L’un d’entre eux travaille avec le conseil du comté de Carmarthenshire pour régénérer un champ en un point chaud de fleurs sauvages favorable aux pollinisateurs.

Nous avons commencé par semer les graines de espèce parasite Bartsia rouge (Odontites vernus) et Euphraise (Euphrasie espèces) pour affaiblir les graminées au fil du temps, laissant de la place à davantage de fleurs sauvages pour s’épanouir. De plus, l’officier scientifique, le Dr Kevin McGinn et moi-même avons commencé à planter des bouchons plantes à travers le champ. Le premier lot à être planté est Ragged Robin (Lychnis flos-cuculi), une belle fleur sauvage avec une touche de fleurs roses, comme un petit feu d’artifice dans la prairie d’été.
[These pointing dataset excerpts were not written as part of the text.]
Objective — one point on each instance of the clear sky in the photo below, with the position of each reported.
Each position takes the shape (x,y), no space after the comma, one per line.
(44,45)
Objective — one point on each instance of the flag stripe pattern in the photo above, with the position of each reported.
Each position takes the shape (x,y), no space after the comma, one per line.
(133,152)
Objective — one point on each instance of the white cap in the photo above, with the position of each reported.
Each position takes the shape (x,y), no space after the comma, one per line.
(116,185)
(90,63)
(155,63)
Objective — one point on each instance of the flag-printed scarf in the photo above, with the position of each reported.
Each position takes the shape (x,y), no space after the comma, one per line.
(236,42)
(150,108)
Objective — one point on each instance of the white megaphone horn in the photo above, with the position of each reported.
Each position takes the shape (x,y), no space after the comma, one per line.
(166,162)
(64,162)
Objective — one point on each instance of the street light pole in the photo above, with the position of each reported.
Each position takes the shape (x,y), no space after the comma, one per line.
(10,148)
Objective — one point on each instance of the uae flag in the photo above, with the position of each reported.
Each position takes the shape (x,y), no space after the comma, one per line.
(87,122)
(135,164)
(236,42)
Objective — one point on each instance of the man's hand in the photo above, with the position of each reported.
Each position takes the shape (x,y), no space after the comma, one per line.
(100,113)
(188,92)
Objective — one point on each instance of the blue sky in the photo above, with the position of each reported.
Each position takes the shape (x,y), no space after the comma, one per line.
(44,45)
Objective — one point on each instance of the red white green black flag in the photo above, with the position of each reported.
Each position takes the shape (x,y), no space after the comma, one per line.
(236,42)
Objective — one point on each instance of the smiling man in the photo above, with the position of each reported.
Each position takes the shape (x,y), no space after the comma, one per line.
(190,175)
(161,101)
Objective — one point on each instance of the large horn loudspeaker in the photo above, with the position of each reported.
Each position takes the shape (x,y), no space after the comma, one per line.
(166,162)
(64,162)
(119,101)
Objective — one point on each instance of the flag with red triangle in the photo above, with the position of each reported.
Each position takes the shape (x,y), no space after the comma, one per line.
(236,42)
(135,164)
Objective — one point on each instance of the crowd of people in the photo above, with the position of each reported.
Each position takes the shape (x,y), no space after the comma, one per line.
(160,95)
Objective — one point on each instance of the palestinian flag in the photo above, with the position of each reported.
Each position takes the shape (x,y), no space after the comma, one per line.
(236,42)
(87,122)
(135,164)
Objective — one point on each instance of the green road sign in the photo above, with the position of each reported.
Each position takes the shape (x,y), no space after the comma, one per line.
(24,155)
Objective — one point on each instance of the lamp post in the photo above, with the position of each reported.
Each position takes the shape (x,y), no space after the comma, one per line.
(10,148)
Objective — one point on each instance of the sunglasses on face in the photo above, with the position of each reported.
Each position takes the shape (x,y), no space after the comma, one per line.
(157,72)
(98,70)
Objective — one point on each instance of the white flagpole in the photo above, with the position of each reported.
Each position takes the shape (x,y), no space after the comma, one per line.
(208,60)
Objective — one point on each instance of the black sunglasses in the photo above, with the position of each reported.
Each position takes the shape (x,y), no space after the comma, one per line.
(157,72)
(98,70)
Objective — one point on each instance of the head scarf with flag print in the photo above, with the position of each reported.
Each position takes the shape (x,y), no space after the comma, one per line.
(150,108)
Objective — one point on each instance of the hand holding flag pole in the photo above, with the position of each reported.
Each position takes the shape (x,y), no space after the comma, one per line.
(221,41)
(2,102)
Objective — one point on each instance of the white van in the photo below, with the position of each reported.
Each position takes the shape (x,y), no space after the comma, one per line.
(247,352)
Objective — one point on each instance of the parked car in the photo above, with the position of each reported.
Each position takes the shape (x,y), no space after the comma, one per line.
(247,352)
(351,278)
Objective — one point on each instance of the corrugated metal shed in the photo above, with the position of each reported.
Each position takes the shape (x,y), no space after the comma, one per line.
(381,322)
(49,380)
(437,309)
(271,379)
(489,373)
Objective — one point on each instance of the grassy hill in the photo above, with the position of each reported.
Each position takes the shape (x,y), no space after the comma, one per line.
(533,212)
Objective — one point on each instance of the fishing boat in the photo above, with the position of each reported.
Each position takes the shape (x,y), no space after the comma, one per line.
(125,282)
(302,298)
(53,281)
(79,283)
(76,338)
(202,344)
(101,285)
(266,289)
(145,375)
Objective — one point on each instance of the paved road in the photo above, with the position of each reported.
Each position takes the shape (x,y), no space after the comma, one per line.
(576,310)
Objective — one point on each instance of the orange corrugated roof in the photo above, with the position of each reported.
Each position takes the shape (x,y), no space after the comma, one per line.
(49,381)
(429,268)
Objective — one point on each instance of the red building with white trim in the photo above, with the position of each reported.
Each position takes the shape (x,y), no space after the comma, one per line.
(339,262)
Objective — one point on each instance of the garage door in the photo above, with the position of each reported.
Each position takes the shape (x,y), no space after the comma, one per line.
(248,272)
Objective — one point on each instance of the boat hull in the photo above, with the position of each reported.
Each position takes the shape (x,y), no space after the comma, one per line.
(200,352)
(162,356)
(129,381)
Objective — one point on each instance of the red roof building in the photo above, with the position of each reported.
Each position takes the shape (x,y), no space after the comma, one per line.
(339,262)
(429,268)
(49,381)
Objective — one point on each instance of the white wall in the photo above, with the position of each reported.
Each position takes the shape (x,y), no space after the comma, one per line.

Kevin et moi les avons plantés dans les parties les plus humides du champ où ils pousseront rapidement.

Plantation en mottes

Les plantations comprendront également la gale du diable (Succisa pratensis), la plante nourricière clé des chenilles de l’espèce menacée papillon fritillaire des marais (Euphydryas aurinia). Les autres fleurs sauvages, comme le rouge-gorge en lambeaux, fourniront des fleurs aux papillons adultes pour leur butinage de nectar, et on espère que cela aidera à connecter les sites de reproduction clés. Une gamme d’autres espèces de fleurs sauvages ont été spécialement choisies pour le site – toutes se sont révélées être des plantes importantes pour différents pollinisateurs, des abeilles solitaires aux syrphes, par les chercheurs du Jardin.

Lychnis flos-cuculi

Les bouchons ont tous été cultivés au jardin dans notre serre appelée NG4 en utilisant des graines récoltées dans notre réserve naturelle nationale Waun Las sur place. Nous utilisons des plateaux profonds « d’entraînement des racines » pour faire pousser nos jumbo plugs afin que les fleurs sauvages aient une bonne course racinaire avant la plantation. Tout au long de l’année ou deux, nous prévoyons pour ajouter plus de bouchons à ce champ, ainsi que du «foin vert» – du foin frais rempli de graines de nos prairies riches en fleurs sauvages – pour en faire un habitat fantastique pour tous les types d’animaux sauvages.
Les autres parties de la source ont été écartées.